Finance Minister's statement helped Stock Markets to recover; NSE Nifty down by 108 points

The Finance Minister Mr. P. Chidambaram issued a statement and said that there is no plan to ban participatory notes issued by FIIs. The statement helped the Indian Stock Markets to recover from the biggest ever intra-day fall. The NSE Nifty was down by nearly 10 percent in early trades yesterday and the trading was halted due to sudden fall in markets. However, Finance Minister maintained that SEBI will take some measures regarding anonymous capital flowing in the country.

The recent rise of 2000 points for BSE Benchmark Sensex has left everyone amazed about the direction of markets. The last 1000 points rally of BSE was completed within just 4 trading sessions. There have been huge fund inflows from FIIs and their clients. Almost half (51.7%) of the FIIs inflow comes via participatory notes (P-Notes)

The statement issued by Stock Market Watchdog SEBI on Tuesday evening regarding proposed ban on P-Notes was a big shock for most FIIs. SEBI had proposed to end P-Notes and to not allow any fresh issue. The currently active P-Notes were to be ended within 18 months.

Finance Minister, Mr. P. Chidambaram said, “Investors through PNs are certainly welcome to invest in India, but for the present it is important to moderate these capital flows.
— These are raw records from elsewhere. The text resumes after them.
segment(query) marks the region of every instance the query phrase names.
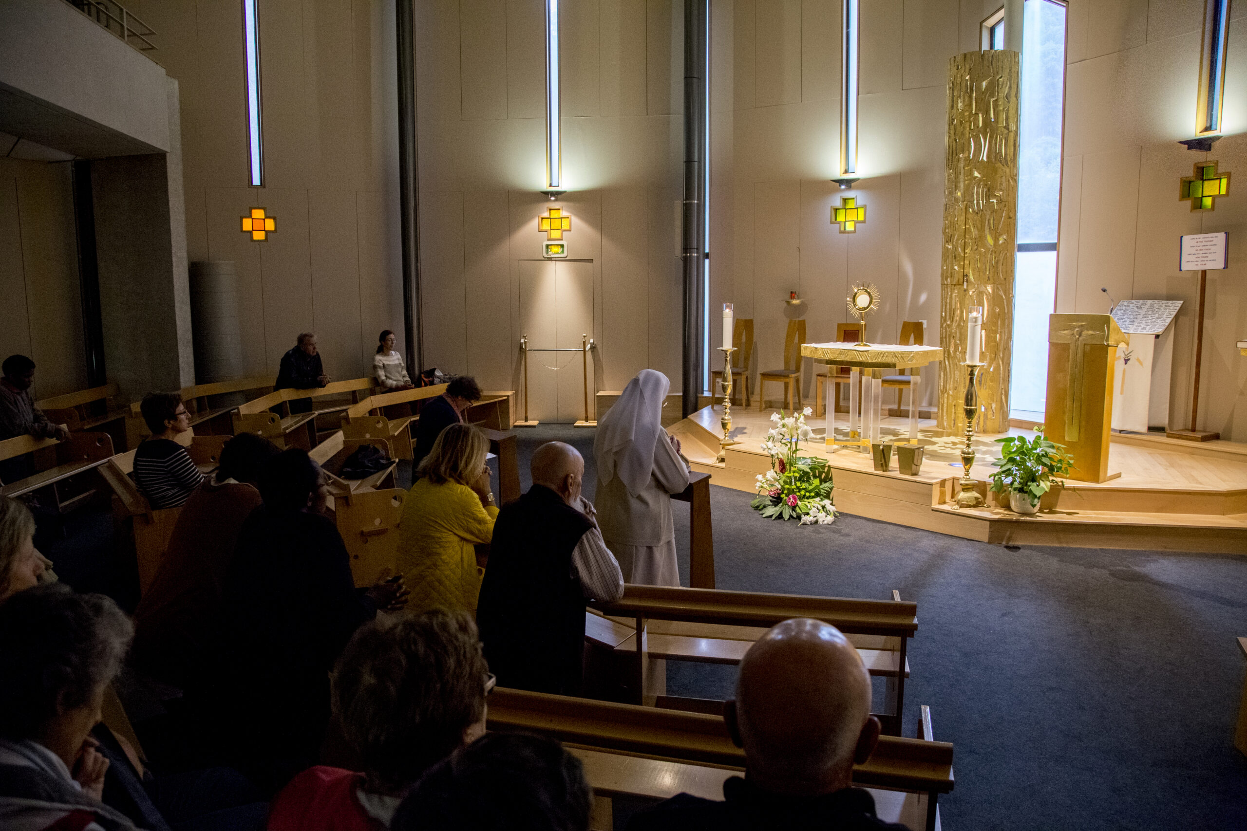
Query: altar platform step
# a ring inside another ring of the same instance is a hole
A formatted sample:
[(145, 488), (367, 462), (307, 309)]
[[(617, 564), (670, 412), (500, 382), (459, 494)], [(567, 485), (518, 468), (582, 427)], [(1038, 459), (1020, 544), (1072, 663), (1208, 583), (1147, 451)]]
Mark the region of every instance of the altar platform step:
[[(761, 450), (772, 426), (771, 412), (733, 409), (732, 439), (739, 444), (727, 449), (726, 462), (715, 461), (722, 436), (721, 406), (698, 410), (672, 425), (671, 432), (680, 437), (693, 470), (710, 473), (715, 485), (754, 492), (756, 477), (771, 466)], [(822, 419), (809, 424), (821, 430)], [(883, 426), (885, 435), (899, 437), (908, 420), (884, 419)], [(961, 466), (955, 450), (960, 442), (935, 436), (934, 422), (922, 427), (928, 455), (919, 476), (897, 472), (895, 461), (890, 471), (875, 471), (870, 456), (854, 449), (828, 455), (835, 507), (848, 515), (980, 542), (1247, 553), (1247, 446), (1242, 444), (1114, 434), (1110, 470), (1121, 470), (1121, 477), (1104, 483), (1071, 482), (1056, 511), (1023, 517), (996, 507), (991, 495), (989, 507), (956, 508)], [(990, 475), (993, 456), (999, 456), (996, 437), (975, 440), (978, 458), (971, 473), (980, 481)], [(824, 445), (807, 447), (817, 455)], [(985, 483), (980, 487), (985, 491)]]

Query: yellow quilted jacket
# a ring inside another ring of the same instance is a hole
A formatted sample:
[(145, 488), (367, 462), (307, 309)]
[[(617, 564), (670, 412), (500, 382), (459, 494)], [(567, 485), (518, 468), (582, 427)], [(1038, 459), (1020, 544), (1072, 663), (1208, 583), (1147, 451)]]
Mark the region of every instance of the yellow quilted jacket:
[(483, 508), (465, 485), (418, 480), (408, 491), (399, 526), (398, 571), (412, 591), (409, 612), (464, 609), (475, 614), (484, 569), (474, 543), (494, 537), (498, 508)]

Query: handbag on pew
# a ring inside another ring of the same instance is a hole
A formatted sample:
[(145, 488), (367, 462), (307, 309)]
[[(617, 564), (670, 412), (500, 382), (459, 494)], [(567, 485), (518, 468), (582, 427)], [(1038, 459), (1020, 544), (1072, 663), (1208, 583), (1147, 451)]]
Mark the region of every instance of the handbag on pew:
[(377, 445), (360, 445), (342, 462), (342, 478), (368, 478), (393, 465), (385, 451)]

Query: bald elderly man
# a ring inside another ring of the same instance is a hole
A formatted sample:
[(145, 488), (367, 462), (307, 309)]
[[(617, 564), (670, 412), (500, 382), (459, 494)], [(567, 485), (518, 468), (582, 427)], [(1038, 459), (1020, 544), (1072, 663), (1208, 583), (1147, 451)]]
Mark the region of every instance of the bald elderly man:
[(725, 716), (744, 748), (744, 779), (723, 782), (722, 802), (680, 794), (635, 815), (628, 831), (905, 829), (879, 820), (870, 794), (850, 786), (879, 720), (870, 677), (835, 627), (794, 618), (762, 635), (741, 662)]
[(624, 597), (624, 574), (580, 495), (585, 460), (576, 449), (541, 445), (531, 470), (532, 487), (494, 522), (476, 625), (501, 686), (576, 695), (585, 599)]

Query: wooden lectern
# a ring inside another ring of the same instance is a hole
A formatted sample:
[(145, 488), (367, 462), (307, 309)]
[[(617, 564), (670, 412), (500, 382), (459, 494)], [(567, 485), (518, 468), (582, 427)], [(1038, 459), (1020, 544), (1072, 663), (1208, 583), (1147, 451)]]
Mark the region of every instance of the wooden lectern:
[(1074, 457), (1070, 478), (1106, 482), (1112, 422), (1117, 323), (1106, 314), (1054, 314), (1047, 323), (1047, 405), (1044, 434)]

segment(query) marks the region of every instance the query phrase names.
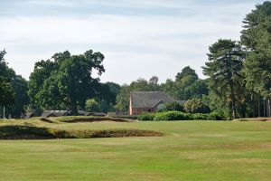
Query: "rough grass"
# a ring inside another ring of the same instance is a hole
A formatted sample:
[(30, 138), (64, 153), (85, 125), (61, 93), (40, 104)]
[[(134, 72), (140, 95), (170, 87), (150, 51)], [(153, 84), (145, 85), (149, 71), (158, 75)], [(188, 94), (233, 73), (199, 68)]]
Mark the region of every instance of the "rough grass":
[(47, 121), (55, 122), (95, 122), (95, 121), (114, 121), (114, 122), (129, 122), (128, 119), (111, 118), (111, 117), (93, 117), (93, 116), (65, 116), (46, 119)]
[(271, 121), (271, 118), (236, 119), (234, 121)]
[(268, 121), (23, 121), (20, 124), (56, 129), (133, 129), (164, 136), (0, 140), (1, 181), (269, 181), (271, 177)]
[(163, 134), (158, 131), (140, 129), (65, 130), (33, 126), (0, 126), (0, 139), (90, 138), (161, 136), (163, 136)]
If an investor through PN wishes to register as an FII and invest, he or she is most welcome. There is no need for alarm or panic statements. These are unfortunate.”

The BSE Sensex was down by 336 points and ended the day at 18715. While NSE Nifty was down by 108 points and ended the day at 5559.

The major losers in yesterday’s trade were Reliance Energy, ACC, SBI and BHEL. However Technology stocks ended their day higher. TCS, Satyam and Infosys closed with marginal gains.